Dos mujeres aparecen súbitamente en la atribulada existencia de Fredrik, obligado a mudarse a una carpa y a una caravana rodante, luego de la destrucción de su hogar. La primera es su hija Louise, de quien el padre poco sabe debido al secretismo y a la férrea independencia de la mujer. La segunda es Lisa Modin, una periodista mucho menor que Fredrik, que investiga el siniestro y de quien el maduro cirujano se enamora perdidamente. Louise, aparte de notificar que se encuentra embarazada, desaparece tal como llegó, sin dar razones de ningún tipo, sin siquiera dejar una nota de despedida. Sin embargo, llama poco después para decir que se halla con graves problemas en París. Lisa, por su parte, se encarga de advertir a Fredrik de que jamás llegará a nada con ella, sin perjuicio de lo cual muchas veces duermen juntos, claro que como dos hermanos, porque, vaya uno a saber por qué, ella no está preparada para otra clase de vínculo (¿o quizá para los suecos nada es raro en los intercambios personales?). El hecho es que Lisa viaja a la capital francesa al mismo tiempo en que lo hace Fredrik, con el ostensible propósito de aclararle las cosas, resultando todo ello en el creciente desvelo amoroso del héroe. Mientras tanto, la sorpresa que le tenía reservada Louise sí que es una sorpresa mayúscula: se gana el sustento como carterista, fue arrestada mientras robaba a un turista en el metro y su pareja es Ahmed, un argelino que se desempeña como vigilante en tiendas caras. Fredrik debe hacer frente a este caos acudiendo a la embajada, a una carísima jurista y, desde luego, llevando a cabo arduos trámites para sacar en libertad a la díscola y revolucionaria Louise. Lisa decide regresar por tren a su país -es fóbica a los aviones-, por lo que Fredrik, quien ya había tomado pasaje aéreo, lo cambia por otro terrestre y se instala frente al asiento de Lisa, quien le permite tomarle la mano en varios tramos.

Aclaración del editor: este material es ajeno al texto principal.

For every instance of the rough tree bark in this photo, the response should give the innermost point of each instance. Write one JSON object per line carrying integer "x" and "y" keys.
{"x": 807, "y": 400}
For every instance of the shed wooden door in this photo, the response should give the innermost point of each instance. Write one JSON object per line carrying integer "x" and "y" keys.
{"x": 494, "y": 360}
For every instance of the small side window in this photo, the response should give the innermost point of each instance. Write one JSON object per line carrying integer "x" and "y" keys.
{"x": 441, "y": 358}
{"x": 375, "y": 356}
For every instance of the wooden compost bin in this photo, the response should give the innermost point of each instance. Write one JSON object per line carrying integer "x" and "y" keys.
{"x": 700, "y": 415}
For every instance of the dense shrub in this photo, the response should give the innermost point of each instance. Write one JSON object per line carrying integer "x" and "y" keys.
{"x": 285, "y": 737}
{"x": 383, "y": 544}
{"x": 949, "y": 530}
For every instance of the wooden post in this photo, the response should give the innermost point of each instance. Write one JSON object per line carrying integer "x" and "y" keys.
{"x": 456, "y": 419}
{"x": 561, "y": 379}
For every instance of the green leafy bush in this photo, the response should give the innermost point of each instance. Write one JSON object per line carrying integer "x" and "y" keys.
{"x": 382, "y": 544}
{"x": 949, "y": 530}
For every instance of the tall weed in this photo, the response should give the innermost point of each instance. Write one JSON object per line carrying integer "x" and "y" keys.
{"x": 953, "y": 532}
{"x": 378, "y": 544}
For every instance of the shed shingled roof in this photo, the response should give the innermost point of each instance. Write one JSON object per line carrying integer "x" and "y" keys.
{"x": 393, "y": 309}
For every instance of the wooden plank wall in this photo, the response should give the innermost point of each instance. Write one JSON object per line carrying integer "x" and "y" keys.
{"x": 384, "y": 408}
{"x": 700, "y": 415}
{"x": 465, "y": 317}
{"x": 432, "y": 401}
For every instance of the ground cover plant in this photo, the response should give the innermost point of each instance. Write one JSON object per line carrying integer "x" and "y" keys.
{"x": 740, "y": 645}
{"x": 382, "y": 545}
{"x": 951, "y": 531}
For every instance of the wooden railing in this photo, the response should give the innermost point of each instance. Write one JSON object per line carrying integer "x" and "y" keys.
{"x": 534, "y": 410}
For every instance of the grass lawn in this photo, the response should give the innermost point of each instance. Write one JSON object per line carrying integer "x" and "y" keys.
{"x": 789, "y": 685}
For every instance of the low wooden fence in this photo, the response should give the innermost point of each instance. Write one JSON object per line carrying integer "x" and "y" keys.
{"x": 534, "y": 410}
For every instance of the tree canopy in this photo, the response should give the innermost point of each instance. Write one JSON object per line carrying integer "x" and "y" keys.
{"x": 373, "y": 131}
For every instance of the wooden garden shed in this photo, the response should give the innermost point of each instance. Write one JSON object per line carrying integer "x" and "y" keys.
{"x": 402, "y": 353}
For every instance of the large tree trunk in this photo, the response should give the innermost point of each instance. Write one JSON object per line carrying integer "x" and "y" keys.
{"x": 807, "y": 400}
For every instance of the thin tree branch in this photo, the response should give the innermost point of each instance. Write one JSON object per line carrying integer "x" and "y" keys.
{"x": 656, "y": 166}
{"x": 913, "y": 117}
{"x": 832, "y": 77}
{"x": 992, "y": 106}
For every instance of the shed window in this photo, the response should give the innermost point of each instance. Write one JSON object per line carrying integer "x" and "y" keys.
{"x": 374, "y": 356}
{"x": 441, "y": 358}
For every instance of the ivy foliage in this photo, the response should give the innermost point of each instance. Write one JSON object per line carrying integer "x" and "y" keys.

El anecdotario de Botas... es mucho más amplio que lo antes dicho y posiblemente debido a la premura para terminar el libro, hay algo de desparramo, tal vez un alargamiento innecesario, un exceso meditativo en lo que creíamos era un libro de acción. De hecho, poco importan las gracias del orate que deliberadamente echa fuego en distintas propiedades y que, como es obvio, debería causar terror o al menos ansiedad entre los pobladores de esas apartadas islas, quienes se limitan a exclamar que todo esto es horrible. Por lo tanto, el desenlace es bastante forzado. Aun así, Botas... es una obra amenísima y muy bien escrita.